The Danger of Chasing a Ghost

By Alex Comstock

As I am sitting here this morning, typing this blog post, I can't help but wonder if this giant buck I am spending a lot of time and effort hunting right now is a waste of time. To back up a bit, I have multiple trail camera pictures of quite possibly the biggest buck I've ever gotten on camera. All under the cover of darkness, and quite frankly nowhere near shooting hours. This scenario more than likely happens to a fair share of deer hunters. So with all of that said, how do you hunt a buck like that? We all dread hunting a ghost of a buck, and for good reason, there is a major danger to hunting a ghost, but there are ways to do it...

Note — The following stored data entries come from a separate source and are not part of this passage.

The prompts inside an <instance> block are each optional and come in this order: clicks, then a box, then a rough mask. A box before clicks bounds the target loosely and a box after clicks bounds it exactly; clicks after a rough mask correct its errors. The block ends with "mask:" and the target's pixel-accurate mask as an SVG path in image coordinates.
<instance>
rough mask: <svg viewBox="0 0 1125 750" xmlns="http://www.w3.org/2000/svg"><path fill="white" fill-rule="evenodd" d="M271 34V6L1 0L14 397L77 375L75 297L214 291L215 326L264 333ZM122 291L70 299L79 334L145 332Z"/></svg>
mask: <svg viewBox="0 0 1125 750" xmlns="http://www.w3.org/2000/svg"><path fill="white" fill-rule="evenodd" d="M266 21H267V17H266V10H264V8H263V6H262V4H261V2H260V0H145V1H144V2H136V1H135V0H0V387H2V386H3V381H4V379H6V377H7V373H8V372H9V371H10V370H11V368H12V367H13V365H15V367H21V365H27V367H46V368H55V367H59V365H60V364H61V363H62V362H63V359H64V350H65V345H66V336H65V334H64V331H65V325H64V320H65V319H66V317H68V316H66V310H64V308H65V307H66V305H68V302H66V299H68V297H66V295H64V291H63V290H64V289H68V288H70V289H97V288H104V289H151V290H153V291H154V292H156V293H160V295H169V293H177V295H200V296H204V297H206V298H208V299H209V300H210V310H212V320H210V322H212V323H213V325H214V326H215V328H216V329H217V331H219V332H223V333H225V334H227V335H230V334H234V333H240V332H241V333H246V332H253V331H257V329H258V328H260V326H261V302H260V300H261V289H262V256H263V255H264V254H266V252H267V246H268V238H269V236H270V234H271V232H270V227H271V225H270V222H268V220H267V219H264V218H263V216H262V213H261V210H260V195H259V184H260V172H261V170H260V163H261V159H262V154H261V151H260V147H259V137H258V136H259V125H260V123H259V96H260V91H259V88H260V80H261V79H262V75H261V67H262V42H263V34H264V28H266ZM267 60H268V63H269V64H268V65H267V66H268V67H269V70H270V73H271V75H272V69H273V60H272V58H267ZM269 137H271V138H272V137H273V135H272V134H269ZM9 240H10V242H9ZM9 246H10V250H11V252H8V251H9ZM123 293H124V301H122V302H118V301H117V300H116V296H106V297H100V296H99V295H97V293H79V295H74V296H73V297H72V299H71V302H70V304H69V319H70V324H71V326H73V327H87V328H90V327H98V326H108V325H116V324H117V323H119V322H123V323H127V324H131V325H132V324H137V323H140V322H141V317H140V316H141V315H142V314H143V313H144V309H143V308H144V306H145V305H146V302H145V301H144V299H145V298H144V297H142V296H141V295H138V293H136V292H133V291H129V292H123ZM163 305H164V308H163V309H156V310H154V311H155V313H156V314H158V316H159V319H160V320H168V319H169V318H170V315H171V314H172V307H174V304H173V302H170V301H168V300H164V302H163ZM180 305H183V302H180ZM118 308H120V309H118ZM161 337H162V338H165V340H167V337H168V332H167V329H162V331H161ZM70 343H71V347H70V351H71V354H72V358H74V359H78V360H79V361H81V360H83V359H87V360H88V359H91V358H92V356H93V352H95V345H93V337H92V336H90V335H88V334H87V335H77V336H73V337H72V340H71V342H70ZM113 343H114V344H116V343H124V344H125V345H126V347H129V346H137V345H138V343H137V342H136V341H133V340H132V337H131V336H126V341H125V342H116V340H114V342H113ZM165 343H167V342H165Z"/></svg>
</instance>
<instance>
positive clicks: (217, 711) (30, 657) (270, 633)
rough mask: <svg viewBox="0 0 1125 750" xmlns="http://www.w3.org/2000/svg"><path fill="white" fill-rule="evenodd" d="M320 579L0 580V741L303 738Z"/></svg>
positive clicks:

What is a "Ghost"? First, lets dive a little bit deeper into what we define as a ghost. A ghost buck is a buck that doesn't move in daylight. You have trail camera pictures of him, but their all during the middle of the night. When trying to decide if the buck you have nighttime pictures of is a ghost, you need to ask yourself if you think he is moving in daylight anywhere else. If you hunt a small piece of property, it is very likely that the buck could be bedded on a surrounding property and moving in daylight over there, but not working his way to your property until well after dark. On the other hand, if you hunt a larger piece of ground, and maybe even have an idea of where he beds, but still only get pictures of him during the middle of the night, that can be a tough pill to swallow. 

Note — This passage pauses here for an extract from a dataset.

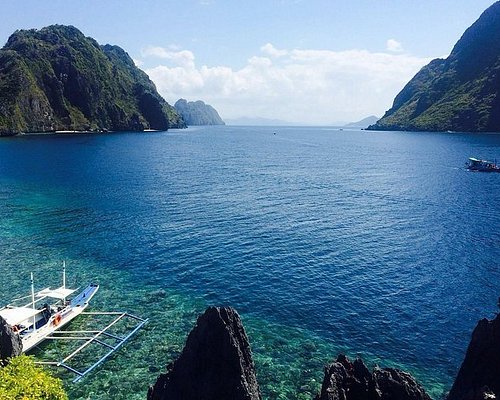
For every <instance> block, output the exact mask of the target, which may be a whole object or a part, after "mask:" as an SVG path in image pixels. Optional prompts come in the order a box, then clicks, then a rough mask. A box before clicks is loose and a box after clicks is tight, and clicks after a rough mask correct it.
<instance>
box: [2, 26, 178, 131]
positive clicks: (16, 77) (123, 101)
mask: <svg viewBox="0 0 500 400" xmlns="http://www.w3.org/2000/svg"><path fill="white" fill-rule="evenodd" d="M184 126H185V124H184V122H183V120H182V118H181V117H180V116H179V115H178V113H177V112H176V111H175V109H174V108H173V107H172V106H170V105H169V104H168V103H167V102H166V101H165V100H164V99H163V98H162V97H161V96H160V95H159V94H158V92H157V91H156V88H155V86H154V84H153V82H152V81H151V80H150V79H149V78H148V76H147V75H146V74H145V73H144V72H143V71H141V70H140V69H139V68H137V67H136V66H135V64H134V62H133V60H132V59H131V58H130V56H129V55H128V54H127V53H126V52H125V51H124V50H122V49H121V48H119V47H118V46H111V45H105V46H100V45H99V44H98V43H97V42H96V41H95V40H94V39H92V38H89V37H85V36H84V35H83V34H82V33H81V32H80V31H79V30H78V29H76V28H75V27H73V26H63V25H52V26H49V27H46V28H43V29H40V30H36V29H30V30H19V31H16V32H15V33H13V34H12V35H11V36H10V38H9V40H8V41H7V43H6V45H5V46H4V47H3V49H2V50H0V135H10V134H16V133H19V132H50V131H55V130H71V131H73V130H77V131H98V130H104V131H105V130H113V131H124V130H132V131H142V130H144V129H156V130H167V129H168V128H170V127H184Z"/></svg>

What next? The best way I can describe what to do if you think you have a ghost buck on your hands is what I'm starting to do in my current situation. Right now, where I have pictures of this giant, is on a mix of public and private. The pictures during the middle of the night are being taken on a field edge (private land I have permission on) but adjacent to the field is roughly 300 acres of public hardwoods. If I had to guess, that would be my best bet on seeing this buck during the day. There is some great bedding habitat on the public land. Based on this knowledge I put up four trail cameras on this piece of property. I didn't intrude too much into the woods, not wanting to educate this buck, but if I get pictures of him down in there closer to daylight, I will confirm his general bedding area, and hopefully he is moving closer to daylight. 

In general, I would move some trail cameras around in the general area you believe a potential ghost lives. If you can locate him closer to daylight in an area, then focus your cameras in that area. Keep tweaking them carefully until you close in on where he is most apt to get up in daylight. Be prepared though (just like I am right now) he may not be getting out of his bed until after dark anyways. 

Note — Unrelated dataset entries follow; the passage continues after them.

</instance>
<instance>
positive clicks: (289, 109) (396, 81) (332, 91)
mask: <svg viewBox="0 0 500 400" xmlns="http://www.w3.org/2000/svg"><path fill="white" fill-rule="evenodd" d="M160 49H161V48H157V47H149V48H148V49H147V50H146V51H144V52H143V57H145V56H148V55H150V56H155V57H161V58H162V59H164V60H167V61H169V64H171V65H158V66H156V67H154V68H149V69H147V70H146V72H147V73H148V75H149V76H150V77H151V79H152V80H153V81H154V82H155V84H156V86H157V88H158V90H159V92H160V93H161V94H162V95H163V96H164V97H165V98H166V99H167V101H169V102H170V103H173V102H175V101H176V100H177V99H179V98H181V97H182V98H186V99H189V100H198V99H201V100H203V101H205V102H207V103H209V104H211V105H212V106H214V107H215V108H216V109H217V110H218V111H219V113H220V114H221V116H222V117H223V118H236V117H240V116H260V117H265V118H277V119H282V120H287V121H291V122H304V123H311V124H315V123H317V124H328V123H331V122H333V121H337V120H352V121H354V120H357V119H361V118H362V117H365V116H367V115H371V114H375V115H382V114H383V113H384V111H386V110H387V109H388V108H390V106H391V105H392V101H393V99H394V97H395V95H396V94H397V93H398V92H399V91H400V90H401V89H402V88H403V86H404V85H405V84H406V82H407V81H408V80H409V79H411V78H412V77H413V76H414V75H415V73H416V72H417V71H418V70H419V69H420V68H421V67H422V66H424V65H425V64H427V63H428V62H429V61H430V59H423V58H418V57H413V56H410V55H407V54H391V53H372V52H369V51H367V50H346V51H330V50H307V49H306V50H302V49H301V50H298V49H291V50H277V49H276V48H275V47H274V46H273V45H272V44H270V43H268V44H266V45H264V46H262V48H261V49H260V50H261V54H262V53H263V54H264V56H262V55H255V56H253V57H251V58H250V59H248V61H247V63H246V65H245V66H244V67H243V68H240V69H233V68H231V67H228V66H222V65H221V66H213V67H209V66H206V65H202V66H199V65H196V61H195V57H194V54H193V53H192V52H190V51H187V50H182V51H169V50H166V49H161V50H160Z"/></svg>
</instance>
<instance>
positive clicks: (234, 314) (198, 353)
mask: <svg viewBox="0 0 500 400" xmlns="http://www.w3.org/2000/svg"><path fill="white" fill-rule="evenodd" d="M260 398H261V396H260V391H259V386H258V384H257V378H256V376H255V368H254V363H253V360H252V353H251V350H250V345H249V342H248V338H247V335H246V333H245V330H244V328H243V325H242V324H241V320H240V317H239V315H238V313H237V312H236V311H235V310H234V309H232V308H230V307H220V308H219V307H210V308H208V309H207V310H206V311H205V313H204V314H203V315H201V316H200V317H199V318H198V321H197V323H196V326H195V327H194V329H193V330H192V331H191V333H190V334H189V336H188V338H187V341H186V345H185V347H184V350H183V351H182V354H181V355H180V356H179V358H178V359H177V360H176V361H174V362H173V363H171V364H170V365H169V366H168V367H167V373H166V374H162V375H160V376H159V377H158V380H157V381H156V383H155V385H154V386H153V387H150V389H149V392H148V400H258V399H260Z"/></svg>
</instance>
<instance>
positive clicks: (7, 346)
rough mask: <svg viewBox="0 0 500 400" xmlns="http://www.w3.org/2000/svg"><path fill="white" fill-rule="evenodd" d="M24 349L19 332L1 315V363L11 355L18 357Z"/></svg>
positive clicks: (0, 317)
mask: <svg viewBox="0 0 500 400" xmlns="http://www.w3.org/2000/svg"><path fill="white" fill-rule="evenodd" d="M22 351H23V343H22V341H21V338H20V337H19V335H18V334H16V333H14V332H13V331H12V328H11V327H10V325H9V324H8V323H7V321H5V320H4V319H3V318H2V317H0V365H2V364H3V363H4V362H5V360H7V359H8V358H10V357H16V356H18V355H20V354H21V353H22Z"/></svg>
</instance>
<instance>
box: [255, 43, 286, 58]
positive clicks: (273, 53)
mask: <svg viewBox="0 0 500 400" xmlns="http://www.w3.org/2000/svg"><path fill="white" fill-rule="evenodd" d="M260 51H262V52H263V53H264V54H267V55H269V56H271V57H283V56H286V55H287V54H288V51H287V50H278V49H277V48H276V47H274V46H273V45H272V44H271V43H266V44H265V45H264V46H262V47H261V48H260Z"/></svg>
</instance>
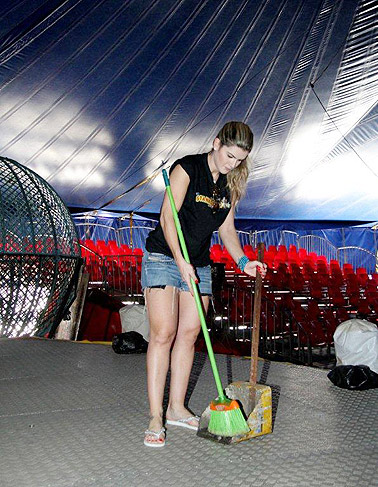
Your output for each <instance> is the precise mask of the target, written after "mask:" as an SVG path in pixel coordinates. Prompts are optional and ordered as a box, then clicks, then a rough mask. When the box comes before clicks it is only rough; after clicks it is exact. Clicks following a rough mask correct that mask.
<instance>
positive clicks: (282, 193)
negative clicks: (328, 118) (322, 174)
mask: <svg viewBox="0 0 378 487" xmlns="http://www.w3.org/2000/svg"><path fill="white" fill-rule="evenodd" d="M311 88H312V90H313V91H314V94H315V96H316V98H317V99H318V101H319V103H320V105H321V106H322V108H323V110H324V112H325V113H326V114H327V116H328V117H329V119H330V120H331V122H332V123H333V124H334V125H335V127H336V128H337V125H336V123H335V122H334V120H333V119H332V117H331V116H330V115H329V113H328V112H327V110H326V108H325V107H324V105H323V103H322V102H321V101H320V99H319V97H318V96H317V95H316V93H315V90H314V89H313V87H311ZM337 130H338V132H339V133H340V134H341V136H342V139H343V140H345V142H346V143H347V144H348V145H349V147H350V148H351V149H352V150H353V152H354V153H355V154H356V155H357V156H358V158H359V159H360V160H361V161H362V162H363V164H364V165H365V166H366V167H367V168H368V169H369V170H370V171H371V172H372V173H373V174H374V176H376V177H378V174H376V173H375V172H374V171H373V170H372V169H371V168H370V167H369V165H368V164H367V163H366V162H365V161H364V160H363V159H362V157H361V156H360V155H359V154H358V153H357V152H356V150H355V149H354V148H353V147H352V145H351V144H350V143H349V141H348V140H347V138H346V135H345V134H343V133H342V132H341V130H340V129H339V128H337ZM320 163H321V161H316V162H315V163H314V164H313V165H312V166H311V167H309V168H308V169H307V170H306V171H304V172H303V174H302V175H301V177H300V178H299V179H297V181H295V183H293V184H291V185H290V186H289V187H287V188H286V189H285V191H283V192H281V193H280V194H279V195H277V196H275V197H273V198H271V199H270V200H269V204H272V202H274V201H276V200H277V199H279V198H282V197H283V196H284V195H285V194H287V193H288V192H289V191H291V190H292V189H294V188H295V187H296V186H298V184H299V183H301V182H302V181H303V179H304V178H305V177H306V176H307V175H308V174H310V173H311V172H312V171H313V170H314V169H316V167H317V166H318V165H319V164H320ZM264 206H266V205H262V206H261V207H260V208H264Z"/></svg>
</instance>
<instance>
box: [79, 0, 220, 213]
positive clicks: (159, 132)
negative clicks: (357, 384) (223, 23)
mask: <svg viewBox="0 0 378 487" xmlns="http://www.w3.org/2000/svg"><path fill="white" fill-rule="evenodd" d="M227 1H228V0H224V2H223V3H222V4H219V5H218V7H217V9H216V10H214V12H213V14H212V16H211V18H210V20H208V21H207V22H206V25H205V27H204V28H203V29H202V31H201V32H200V34H199V35H198V36H197V37H196V39H195V41H194V42H193V43H192V45H191V47H190V48H189V50H188V51H187V52H186V53H185V56H183V57H182V58H181V60H180V62H179V63H178V64H177V65H176V66H175V68H174V70H173V71H172V72H171V73H170V75H169V76H168V77H167V79H166V81H165V83H164V84H163V85H162V86H161V87H160V88H159V90H158V91H157V92H156V93H155V95H154V96H153V98H152V100H150V102H149V104H148V105H147V106H146V107H145V108H144V109H143V110H142V111H141V112H140V114H139V115H138V117H137V118H136V119H135V120H134V121H133V122H132V124H131V125H129V127H128V128H127V130H126V131H125V132H124V133H123V134H122V135H121V136H120V137H119V138H118V140H117V143H116V144H115V145H114V146H113V147H112V148H111V150H109V151H108V153H107V154H105V155H104V156H103V157H102V158H101V160H100V161H99V162H98V163H97V164H96V166H94V167H93V168H92V170H91V171H90V172H89V174H88V175H87V176H86V177H85V178H84V179H83V180H82V181H81V182H80V183H79V184H78V185H76V186H75V188H73V190H72V191H71V194H73V193H74V192H75V191H77V190H78V189H79V188H80V186H81V185H82V184H84V183H85V181H86V180H87V179H88V178H89V177H90V176H91V175H92V174H93V172H95V171H96V170H97V169H98V167H99V166H101V165H102V164H103V163H104V162H105V161H106V160H107V159H108V158H109V157H110V155H111V154H112V153H113V152H114V151H115V150H116V149H117V148H118V147H119V146H120V145H121V143H122V142H123V141H124V139H125V138H126V137H127V136H128V134H129V133H130V132H131V130H132V129H133V128H134V127H135V126H136V125H137V123H138V122H139V121H140V120H141V119H142V117H143V116H144V114H145V113H146V112H147V110H148V109H149V108H150V107H151V106H152V104H153V103H154V102H155V100H156V99H157V98H158V97H159V96H160V94H161V93H162V91H163V90H164V89H165V88H166V86H167V84H168V82H169V81H170V79H171V78H172V77H173V76H174V75H175V74H176V73H177V72H178V70H179V69H180V68H181V66H182V65H183V64H184V62H185V61H186V59H187V58H188V57H189V55H190V54H191V52H192V51H193V50H194V49H195V47H196V46H197V45H198V44H199V42H200V40H201V39H202V38H203V37H204V35H205V33H206V32H207V30H208V29H209V28H210V26H211V24H212V23H213V21H214V20H215V19H216V17H217V16H218V15H219V13H220V11H221V10H222V9H223V7H224V4H225V3H226V2H227ZM218 45H219V41H218V42H217V44H216V45H215V46H214V47H213V50H212V51H211V52H210V53H209V54H208V55H207V57H206V59H209V58H211V57H212V56H213V55H214V54H215V52H216V49H217V46H218ZM203 69H204V63H202V65H201V67H200V68H199V69H198V70H197V72H196V74H195V75H194V76H193V78H192V80H191V82H190V84H189V85H188V86H187V88H186V89H185V90H184V92H183V93H182V94H181V96H180V97H179V99H178V100H177V101H176V102H175V105H174V106H173V108H172V109H171V112H170V113H169V114H168V115H167V116H166V117H165V119H164V120H163V122H162V123H161V124H160V127H159V129H158V130H157V131H156V133H155V135H154V136H153V137H151V138H150V139H149V140H148V141H147V142H146V143H145V145H144V147H143V148H142V149H141V150H140V151H139V153H138V154H137V156H136V157H135V158H134V159H133V161H132V162H131V163H130V164H129V165H128V167H127V169H126V170H125V171H124V172H123V173H122V175H121V177H122V176H125V174H127V172H128V171H129V170H130V168H131V167H132V166H133V165H134V164H135V163H136V161H137V160H138V159H139V158H140V157H141V155H142V154H143V153H144V152H145V151H146V150H147V148H148V146H149V145H150V144H151V143H152V142H153V141H154V139H155V138H156V137H157V136H158V135H159V133H160V132H161V130H162V129H163V128H164V126H165V124H166V121H167V119H169V118H170V117H171V116H172V113H173V112H174V111H175V110H176V109H177V106H178V105H179V104H180V103H181V100H182V99H183V98H184V97H185V96H186V94H187V93H188V92H189V91H190V90H191V88H192V86H193V85H194V83H195V81H196V80H197V78H198V77H199V75H200V74H201V72H202V71H203ZM123 179H126V177H125V178H123ZM118 184H119V183H118V181H117V183H116V184H115V185H113V186H112V187H111V188H110V189H109V190H108V191H107V192H106V193H105V194H108V193H109V192H110V191H111V190H112V189H113V188H114V187H116V186H118ZM98 199H99V198H97V199H96V200H95V201H94V202H92V204H93V203H95V202H96V201H98Z"/></svg>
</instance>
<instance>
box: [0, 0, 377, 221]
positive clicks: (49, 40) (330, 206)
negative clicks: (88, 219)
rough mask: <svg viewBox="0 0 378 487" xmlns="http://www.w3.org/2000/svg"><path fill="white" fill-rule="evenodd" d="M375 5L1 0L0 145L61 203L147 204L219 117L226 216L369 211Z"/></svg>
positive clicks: (372, 195)
mask: <svg viewBox="0 0 378 487" xmlns="http://www.w3.org/2000/svg"><path fill="white" fill-rule="evenodd" d="M377 31H378V3H377V2H375V1H373V0H340V1H337V2H335V1H334V0H313V1H311V2H308V1H304V0H278V1H277V0H274V1H273V0H268V1H265V0H257V1H252V0H241V1H237V2H236V1H234V0H221V1H216V0H201V1H199V0H164V1H163V0H152V1H151V0H138V1H137V0H126V1H125V0H101V1H98V2H91V1H90V0H51V1H49V2H46V1H45V0H28V1H26V0H23V1H21V0H20V1H17V2H13V1H10V0H5V1H3V2H2V3H1V6H0V77H1V84H0V107H1V111H0V154H1V155H2V156H6V157H9V158H13V159H16V160H17V161H18V162H20V163H22V164H25V165H26V166H28V167H30V168H31V169H33V170H35V171H36V172H37V173H39V174H40V175H41V176H42V177H44V178H45V179H46V180H47V181H48V182H49V183H50V184H51V185H52V186H53V187H54V188H55V189H56V190H57V191H58V192H59V194H60V195H61V196H62V198H63V199H64V201H65V202H66V204H67V205H68V206H70V207H77V208H83V209H84V208H89V209H98V208H101V207H106V208H107V209H109V210H117V211H124V212H127V211H137V210H139V211H141V212H148V213H155V214H156V213H157V212H158V211H159V208H160V204H161V200H162V193H163V190H164V184H163V180H162V178H161V176H160V169H161V168H162V167H168V166H169V165H170V164H172V162H173V161H174V160H175V159H177V158H178V157H181V156H182V155H183V154H187V153H196V152H203V151H207V150H209V149H210V147H211V141H212V139H213V138H214V136H215V135H216V133H217V130H218V129H219V128H220V126H222V125H223V123H224V122H226V121H228V120H235V119H239V120H243V121H246V122H247V123H249V124H250V126H251V127H252V129H253V131H254V133H255V136H256V142H255V146H254V149H253V153H252V161H253V171H252V173H251V176H250V180H249V185H248V191H247V197H246V198H245V199H244V200H243V202H242V203H241V204H240V207H239V212H238V217H239V218H245V219H271V220H274V219H277V220H341V221H350V220H358V221H366V222H368V221H376V220H378V213H377V203H378V191H377V190H378V160H377V157H376V154H377V152H378V142H377V140H378V138H377V133H378V124H377V116H378V112H377V102H378V43H377Z"/></svg>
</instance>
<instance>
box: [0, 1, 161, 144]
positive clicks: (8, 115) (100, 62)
mask: <svg viewBox="0 0 378 487" xmlns="http://www.w3.org/2000/svg"><path fill="white" fill-rule="evenodd" d="M134 1H135V0H127V1H125V2H124V3H123V5H122V6H121V7H120V8H119V9H117V10H116V11H115V12H114V13H113V14H112V15H111V16H110V18H109V19H108V20H107V22H106V23H104V24H103V26H102V27H101V29H99V30H97V31H96V32H95V33H94V34H93V35H92V36H90V37H89V38H88V39H87V40H86V41H85V42H84V44H83V45H82V46H80V47H79V48H78V49H76V50H75V51H74V53H73V54H72V55H71V56H69V57H68V58H67V59H66V61H65V62H64V63H63V64H62V65H60V66H59V69H57V70H55V71H54V72H53V73H51V75H49V76H48V77H47V78H44V79H43V81H42V83H41V84H40V85H39V86H37V87H36V88H33V89H32V90H30V92H29V94H28V95H26V94H24V96H23V98H22V99H21V100H20V102H19V103H17V104H16V105H14V106H13V107H12V108H10V109H9V110H8V111H7V112H6V113H5V114H4V115H3V116H1V117H0V124H1V123H3V122H4V121H6V120H7V119H8V118H9V117H10V116H12V115H13V114H14V113H16V112H17V111H18V110H19V109H20V108H22V107H23V106H24V105H25V104H26V103H27V102H28V101H29V100H30V99H31V98H32V97H34V96H35V95H37V94H38V93H39V92H41V91H42V90H43V89H44V88H45V87H46V86H47V85H48V84H49V83H50V81H52V80H54V78H56V77H57V76H58V75H59V74H60V73H61V72H62V71H64V70H65V69H66V68H67V67H68V66H69V64H70V63H72V62H73V61H75V59H76V58H77V57H79V55H80V54H81V53H82V52H83V51H84V50H85V49H86V48H87V47H89V46H90V45H91V44H92V43H93V42H94V41H95V40H96V39H97V38H98V37H100V35H101V34H102V33H103V32H104V31H106V29H108V28H109V27H110V25H111V24H112V23H113V22H114V21H115V20H116V19H117V17H118V16H119V15H120V14H121V13H122V11H123V10H124V9H125V8H126V7H127V6H129V5H130V4H132V3H133V2H134ZM157 1H158V0H155V2H157ZM117 47H118V44H117ZM106 54H107V51H106V52H105V53H104V55H103V56H102V57H101V58H100V60H99V61H97V64H96V65H95V67H94V68H92V70H94V69H95V68H96V67H97V66H98V64H99V63H101V62H103V61H104V60H105V59H106ZM104 56H105V57H104ZM80 82H82V79H80V81H79V82H77V83H76V84H75V85H74V86H73V87H72V88H71V89H70V90H69V91H68V92H66V94H64V95H65V96H68V94H70V93H71V91H73V89H75V88H76V87H77V85H79V84H80ZM53 108H54V106H53ZM0 150H1V149H0Z"/></svg>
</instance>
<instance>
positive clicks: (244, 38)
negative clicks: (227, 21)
mask: <svg viewBox="0 0 378 487" xmlns="http://www.w3.org/2000/svg"><path fill="white" fill-rule="evenodd" d="M283 1H284V0H283ZM268 3H269V1H268V2H267V3H266V4H265V5H263V4H261V5H260V7H259V9H258V11H257V12H256V13H255V15H254V16H253V17H252V19H251V20H250V22H249V24H248V26H247V28H246V29H244V34H243V35H242V37H241V38H240V39H239V42H238V43H237V45H236V46H235V48H234V49H233V51H232V52H231V53H230V55H229V56H228V58H226V59H225V61H224V63H223V68H222V69H221V70H219V74H218V75H217V77H216V78H215V80H214V81H213V82H212V84H211V86H210V87H209V88H208V91H207V94H206V95H205V97H204V99H203V100H202V102H201V104H200V106H199V107H198V108H197V110H196V111H195V113H194V114H193V116H192V117H191V119H190V120H189V121H188V123H187V124H186V126H185V128H184V130H183V132H184V133H185V132H187V131H188V129H189V128H190V127H191V126H192V124H194V123H195V121H196V120H197V117H199V115H200V113H201V111H203V109H204V107H205V106H206V104H207V103H208V102H209V100H210V99H211V97H212V95H214V92H215V89H216V88H217V86H219V84H220V83H221V81H222V80H223V79H224V78H225V76H226V74H227V73H228V72H229V70H230V69H231V66H232V61H233V59H234V58H235V57H236V56H237V54H238V53H239V52H240V51H241V49H242V48H243V46H244V45H245V43H246V41H247V39H248V36H249V34H250V32H251V30H252V29H253V27H254V25H255V23H256V22H257V20H258V18H259V17H260V14H261V12H262V11H263V10H264V8H265V6H266V5H267V4H268ZM246 6H247V3H246V4H244V6H243V9H244V8H245V7H246ZM243 9H240V13H239V14H238V17H235V20H234V22H236V21H237V20H238V19H239V17H240V15H241V14H242V13H243ZM179 143H180V141H176V142H175V144H174V145H173V146H172V147H171V148H170V150H169V152H168V154H167V156H166V160H170V158H171V157H172V154H173V153H174V152H175V151H176V149H177V147H178V146H179ZM202 147H203V145H202ZM202 147H201V148H200V149H199V150H198V152H199V153H201V152H202V151H203V148H202Z"/></svg>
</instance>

Deciding How to Hunt a Ghost: There is nothing worse than confirming a buck only moves at night. It can be painfully hard to soak in for a hunter. How do you go about hunting a buck that never moves during the day? There are a couple things you can do. First, I would recommend finding another buck to hunt, but still monitoring your trail cams. Don't waste a ton of hunting effort on a buck you won't ever see. BUT, that doesn't mean not to ever hunt the buck.

Opposed to spending all of your effort on him, play your cards right. During September and October, go in after him when there is a major cold front. That weather system might just be what you need to get him on his feet a few hours earlier. If you've got an idea on where he is bedding, hunt close to his bedding area with the right wind, and you may catch him leaving his bed during the daylight for the first time of the year. The other time to hunt him is the more obvious time of the year, and that's the rut. Focus on a nearby doe bedding area, or even his bedding area. Crazy things can happen during the rut. It's why I like it, but dislike it at the same time. One thing is for sure, and that's you never know what can happen during that time of the year. 

Conclusion: There is a major danger to chasing a ghost. Especially if it is a mega buck and you want him bad. The biggest danger is focusing all of your attention on a monster that only moves at night, while there could be other spots you have to hunt, where other bucks are much more killable. When it comes to a ghost, you have to hunt smarter and more timely, and even though the odds aren't in your favor, you might still be able to get it done.